Another point Erman makes is that unlike cardiovascular patients, dialysis patients don’t offer savings from fewer hospitalizations. That was a surprise to hear. The USRDS data shows that Medicare spends nearly as much on inpatient ESRD procedures as it does on outpatient procedures. Looking at the sample Dialysis Facility Report the national average number of days in the hospital per admission for people on dialysis is 8.1 days. On average dialyzors spend 16 days a year in the hospital. A significant number of those admissions are due to access issues but over half are for something else.

The problem isn’t that there isn’t money to be saved it’s that because of the artificial accounting wall between Medicare Part A and Medicare Part B savings on hospitalizations can not pay for additional Part B dialysis.
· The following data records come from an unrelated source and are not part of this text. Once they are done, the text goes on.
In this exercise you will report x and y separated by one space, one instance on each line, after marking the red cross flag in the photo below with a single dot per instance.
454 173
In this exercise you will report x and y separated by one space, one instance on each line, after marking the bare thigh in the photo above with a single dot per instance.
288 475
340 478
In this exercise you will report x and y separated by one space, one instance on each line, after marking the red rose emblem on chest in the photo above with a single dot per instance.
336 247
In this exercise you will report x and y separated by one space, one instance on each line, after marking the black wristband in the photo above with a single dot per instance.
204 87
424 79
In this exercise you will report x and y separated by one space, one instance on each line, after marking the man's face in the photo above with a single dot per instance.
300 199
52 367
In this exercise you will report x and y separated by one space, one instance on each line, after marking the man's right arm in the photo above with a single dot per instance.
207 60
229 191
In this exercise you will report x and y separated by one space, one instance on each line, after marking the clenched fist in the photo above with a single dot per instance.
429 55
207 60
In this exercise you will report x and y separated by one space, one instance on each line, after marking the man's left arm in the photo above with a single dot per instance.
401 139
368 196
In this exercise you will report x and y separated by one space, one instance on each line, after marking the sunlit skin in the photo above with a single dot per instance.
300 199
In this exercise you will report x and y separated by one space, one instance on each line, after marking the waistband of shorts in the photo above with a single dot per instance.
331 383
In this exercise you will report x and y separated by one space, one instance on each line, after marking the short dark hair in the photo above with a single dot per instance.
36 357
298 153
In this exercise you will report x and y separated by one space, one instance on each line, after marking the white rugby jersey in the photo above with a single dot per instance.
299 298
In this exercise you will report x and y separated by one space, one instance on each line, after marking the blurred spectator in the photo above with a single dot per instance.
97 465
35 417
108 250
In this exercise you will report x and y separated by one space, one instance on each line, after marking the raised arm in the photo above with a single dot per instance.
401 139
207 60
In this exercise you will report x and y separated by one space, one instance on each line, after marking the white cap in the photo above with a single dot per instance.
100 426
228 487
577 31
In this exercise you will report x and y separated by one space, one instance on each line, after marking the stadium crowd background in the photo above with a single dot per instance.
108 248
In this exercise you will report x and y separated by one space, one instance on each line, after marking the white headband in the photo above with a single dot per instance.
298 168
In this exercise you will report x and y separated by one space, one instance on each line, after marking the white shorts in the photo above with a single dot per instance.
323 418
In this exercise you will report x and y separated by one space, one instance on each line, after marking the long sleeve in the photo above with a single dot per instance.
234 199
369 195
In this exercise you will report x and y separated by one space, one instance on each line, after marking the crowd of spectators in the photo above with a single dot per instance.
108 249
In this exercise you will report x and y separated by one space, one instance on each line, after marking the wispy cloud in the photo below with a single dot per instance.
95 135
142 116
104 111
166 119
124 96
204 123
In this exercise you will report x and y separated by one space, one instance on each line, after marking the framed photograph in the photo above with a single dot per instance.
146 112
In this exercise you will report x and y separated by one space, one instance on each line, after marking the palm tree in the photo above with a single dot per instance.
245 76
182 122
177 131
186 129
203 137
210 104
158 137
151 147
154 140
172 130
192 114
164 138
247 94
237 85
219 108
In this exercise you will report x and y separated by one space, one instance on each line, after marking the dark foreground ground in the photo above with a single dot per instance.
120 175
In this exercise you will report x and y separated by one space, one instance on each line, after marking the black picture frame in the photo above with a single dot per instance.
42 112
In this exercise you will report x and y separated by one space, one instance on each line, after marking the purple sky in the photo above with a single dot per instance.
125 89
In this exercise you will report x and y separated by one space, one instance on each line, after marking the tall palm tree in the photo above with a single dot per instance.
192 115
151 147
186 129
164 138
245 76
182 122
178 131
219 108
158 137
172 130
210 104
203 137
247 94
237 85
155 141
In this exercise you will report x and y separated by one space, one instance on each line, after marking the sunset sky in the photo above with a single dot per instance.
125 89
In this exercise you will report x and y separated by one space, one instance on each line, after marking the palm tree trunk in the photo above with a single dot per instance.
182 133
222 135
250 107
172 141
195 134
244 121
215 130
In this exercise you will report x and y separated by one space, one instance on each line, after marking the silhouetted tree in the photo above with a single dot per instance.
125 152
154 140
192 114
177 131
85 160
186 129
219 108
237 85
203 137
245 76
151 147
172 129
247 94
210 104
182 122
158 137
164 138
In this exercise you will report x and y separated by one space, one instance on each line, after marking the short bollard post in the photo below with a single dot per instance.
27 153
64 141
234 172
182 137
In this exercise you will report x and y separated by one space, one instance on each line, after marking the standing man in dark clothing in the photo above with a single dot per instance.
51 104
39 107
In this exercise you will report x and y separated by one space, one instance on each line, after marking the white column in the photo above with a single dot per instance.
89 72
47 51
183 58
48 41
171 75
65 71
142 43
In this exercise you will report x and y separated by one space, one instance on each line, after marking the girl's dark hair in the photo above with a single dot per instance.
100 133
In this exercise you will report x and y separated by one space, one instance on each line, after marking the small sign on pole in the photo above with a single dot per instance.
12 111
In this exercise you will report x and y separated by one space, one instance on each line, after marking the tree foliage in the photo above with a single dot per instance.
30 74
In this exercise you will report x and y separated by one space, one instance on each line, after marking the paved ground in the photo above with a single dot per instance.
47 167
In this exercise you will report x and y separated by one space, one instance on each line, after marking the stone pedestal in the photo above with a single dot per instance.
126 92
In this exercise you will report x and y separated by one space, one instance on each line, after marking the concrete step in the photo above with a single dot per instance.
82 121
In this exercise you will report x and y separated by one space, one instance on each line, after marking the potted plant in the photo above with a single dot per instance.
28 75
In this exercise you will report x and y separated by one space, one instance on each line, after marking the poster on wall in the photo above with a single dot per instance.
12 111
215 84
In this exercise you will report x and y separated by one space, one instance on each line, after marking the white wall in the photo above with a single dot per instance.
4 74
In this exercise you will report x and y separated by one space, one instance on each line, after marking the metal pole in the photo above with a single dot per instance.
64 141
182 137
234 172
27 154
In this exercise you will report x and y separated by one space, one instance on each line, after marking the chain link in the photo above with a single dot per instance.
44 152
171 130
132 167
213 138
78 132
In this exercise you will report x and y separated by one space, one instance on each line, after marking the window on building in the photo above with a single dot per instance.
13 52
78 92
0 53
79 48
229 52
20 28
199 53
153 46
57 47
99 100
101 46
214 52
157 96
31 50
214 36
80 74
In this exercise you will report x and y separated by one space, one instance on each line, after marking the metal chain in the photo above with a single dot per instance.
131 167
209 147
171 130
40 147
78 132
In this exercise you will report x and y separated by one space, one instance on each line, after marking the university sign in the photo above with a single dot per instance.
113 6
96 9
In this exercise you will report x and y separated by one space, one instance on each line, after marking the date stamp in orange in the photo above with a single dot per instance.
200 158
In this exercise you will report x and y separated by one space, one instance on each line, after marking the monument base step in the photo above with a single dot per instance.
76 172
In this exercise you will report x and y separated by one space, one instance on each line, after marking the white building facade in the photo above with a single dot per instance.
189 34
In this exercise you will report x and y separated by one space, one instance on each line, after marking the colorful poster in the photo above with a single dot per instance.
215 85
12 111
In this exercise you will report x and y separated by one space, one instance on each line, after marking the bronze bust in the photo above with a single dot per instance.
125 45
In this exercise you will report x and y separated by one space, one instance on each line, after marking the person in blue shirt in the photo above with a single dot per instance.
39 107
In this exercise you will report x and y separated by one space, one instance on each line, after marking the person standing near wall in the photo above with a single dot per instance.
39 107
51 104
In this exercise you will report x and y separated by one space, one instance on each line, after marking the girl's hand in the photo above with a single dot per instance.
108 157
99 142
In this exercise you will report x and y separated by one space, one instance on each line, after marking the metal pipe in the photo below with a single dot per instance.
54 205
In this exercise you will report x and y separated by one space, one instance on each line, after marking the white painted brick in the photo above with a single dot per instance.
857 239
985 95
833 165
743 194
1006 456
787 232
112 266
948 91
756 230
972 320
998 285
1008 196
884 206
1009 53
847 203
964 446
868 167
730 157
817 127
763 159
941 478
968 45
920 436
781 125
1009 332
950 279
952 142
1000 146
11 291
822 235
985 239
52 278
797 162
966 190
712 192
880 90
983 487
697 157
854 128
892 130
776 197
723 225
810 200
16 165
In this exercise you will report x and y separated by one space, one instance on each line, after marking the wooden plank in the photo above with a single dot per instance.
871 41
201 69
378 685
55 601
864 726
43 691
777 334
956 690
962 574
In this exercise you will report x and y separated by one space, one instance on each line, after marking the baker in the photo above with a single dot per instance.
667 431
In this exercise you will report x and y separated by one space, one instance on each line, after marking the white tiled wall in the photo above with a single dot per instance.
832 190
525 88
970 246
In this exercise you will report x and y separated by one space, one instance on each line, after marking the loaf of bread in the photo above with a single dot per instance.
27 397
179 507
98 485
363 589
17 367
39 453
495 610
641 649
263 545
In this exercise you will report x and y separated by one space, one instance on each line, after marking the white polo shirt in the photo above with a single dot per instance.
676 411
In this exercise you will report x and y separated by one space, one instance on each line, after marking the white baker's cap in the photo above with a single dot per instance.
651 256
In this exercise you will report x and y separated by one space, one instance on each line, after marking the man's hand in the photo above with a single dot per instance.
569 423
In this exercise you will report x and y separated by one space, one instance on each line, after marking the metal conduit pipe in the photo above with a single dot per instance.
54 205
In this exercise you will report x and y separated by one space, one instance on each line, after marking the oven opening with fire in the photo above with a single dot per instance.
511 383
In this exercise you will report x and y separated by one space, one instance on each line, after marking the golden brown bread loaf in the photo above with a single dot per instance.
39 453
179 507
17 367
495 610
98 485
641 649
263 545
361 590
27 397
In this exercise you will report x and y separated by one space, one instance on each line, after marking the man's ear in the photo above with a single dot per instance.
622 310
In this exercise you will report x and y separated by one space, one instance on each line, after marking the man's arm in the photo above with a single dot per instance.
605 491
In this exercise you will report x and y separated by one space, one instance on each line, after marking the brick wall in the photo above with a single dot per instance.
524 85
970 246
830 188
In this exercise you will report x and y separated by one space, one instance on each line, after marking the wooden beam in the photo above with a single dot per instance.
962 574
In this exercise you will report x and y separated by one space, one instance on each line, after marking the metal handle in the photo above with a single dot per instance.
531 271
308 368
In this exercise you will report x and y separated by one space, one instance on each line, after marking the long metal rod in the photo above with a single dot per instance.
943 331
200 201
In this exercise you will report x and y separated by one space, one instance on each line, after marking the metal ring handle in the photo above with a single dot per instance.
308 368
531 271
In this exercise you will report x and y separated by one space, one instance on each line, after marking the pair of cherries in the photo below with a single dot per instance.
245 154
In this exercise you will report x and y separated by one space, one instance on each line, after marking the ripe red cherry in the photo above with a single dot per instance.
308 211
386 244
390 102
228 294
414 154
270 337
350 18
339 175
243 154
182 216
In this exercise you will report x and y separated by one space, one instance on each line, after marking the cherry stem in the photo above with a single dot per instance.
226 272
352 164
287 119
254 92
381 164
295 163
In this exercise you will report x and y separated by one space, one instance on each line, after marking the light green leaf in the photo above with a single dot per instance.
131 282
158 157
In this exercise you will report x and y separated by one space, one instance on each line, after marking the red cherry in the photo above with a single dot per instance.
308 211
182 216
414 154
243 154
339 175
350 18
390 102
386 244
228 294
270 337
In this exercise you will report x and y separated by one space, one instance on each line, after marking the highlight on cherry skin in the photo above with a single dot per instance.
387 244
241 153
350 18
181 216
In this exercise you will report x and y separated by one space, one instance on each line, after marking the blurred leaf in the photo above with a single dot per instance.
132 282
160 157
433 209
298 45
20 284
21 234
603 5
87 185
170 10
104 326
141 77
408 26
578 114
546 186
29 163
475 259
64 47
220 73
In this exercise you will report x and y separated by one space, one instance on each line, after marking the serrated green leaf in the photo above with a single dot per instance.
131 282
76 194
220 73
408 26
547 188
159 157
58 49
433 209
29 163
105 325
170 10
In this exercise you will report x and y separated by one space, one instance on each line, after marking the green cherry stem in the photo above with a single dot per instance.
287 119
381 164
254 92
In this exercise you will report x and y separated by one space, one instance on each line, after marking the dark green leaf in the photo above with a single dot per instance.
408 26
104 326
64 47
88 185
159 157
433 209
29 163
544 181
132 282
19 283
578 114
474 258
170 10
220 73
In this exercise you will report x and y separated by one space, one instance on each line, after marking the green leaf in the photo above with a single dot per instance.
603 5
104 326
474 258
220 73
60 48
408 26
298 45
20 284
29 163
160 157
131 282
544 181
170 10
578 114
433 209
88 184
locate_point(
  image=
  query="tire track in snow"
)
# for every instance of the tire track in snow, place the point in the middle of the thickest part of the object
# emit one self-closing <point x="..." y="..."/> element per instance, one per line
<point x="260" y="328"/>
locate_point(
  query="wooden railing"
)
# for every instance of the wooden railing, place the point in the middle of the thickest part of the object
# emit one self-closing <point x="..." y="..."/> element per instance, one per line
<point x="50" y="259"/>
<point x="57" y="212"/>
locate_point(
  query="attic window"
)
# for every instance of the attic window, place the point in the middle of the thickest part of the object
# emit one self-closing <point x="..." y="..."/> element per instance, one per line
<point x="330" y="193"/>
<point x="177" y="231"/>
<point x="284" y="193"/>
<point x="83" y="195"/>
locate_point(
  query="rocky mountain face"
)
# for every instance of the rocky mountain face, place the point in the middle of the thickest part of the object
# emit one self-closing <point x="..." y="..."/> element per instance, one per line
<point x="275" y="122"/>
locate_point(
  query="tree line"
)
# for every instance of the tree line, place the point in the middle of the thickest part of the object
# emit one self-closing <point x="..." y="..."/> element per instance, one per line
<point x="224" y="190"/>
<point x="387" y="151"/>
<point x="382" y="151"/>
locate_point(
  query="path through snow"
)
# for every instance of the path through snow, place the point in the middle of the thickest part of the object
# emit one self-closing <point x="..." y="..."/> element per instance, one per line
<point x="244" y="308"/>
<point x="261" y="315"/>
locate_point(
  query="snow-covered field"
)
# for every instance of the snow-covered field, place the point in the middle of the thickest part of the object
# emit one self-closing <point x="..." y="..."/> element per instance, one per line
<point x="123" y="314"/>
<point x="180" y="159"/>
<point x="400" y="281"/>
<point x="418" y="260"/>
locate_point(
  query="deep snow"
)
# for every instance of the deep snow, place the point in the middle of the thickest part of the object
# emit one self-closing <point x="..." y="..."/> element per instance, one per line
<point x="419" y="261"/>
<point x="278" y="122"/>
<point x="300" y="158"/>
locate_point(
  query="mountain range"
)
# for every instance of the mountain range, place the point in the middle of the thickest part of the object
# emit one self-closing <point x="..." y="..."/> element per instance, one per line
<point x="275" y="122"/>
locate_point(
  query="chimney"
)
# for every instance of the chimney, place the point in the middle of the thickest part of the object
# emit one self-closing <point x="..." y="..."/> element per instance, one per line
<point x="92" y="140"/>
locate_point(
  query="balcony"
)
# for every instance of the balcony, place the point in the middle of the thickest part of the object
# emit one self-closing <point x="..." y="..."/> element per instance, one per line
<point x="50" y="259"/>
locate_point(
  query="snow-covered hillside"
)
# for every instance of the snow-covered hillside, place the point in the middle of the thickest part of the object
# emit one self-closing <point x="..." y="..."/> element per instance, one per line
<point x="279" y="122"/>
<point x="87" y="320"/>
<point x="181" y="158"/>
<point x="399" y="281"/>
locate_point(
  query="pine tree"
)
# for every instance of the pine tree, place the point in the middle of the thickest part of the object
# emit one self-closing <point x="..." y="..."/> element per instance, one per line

The problem is not with the dialyzors. I think the problem is that our system of venture capitol funded innovation does not work when it comes to a condition dominated by Medicare. The difference between the cardiac market and the dialysis market isn’t based on the personalities of the patients and doctors, the difference is due to the funding models.

Venture capitalists look to replace labor expenses with technology expenses. I believe on average a dialysis patient consumes 5 to 10 hours of labor a week. How many hours of labor would continuous dialysis consume a week? Currently home therapies like NxStage have an economic model that depends on labor savings. The bigger pot of money to be saved would be in hospitalizations but for Part A spending to enter the calculus it would require a change in DC.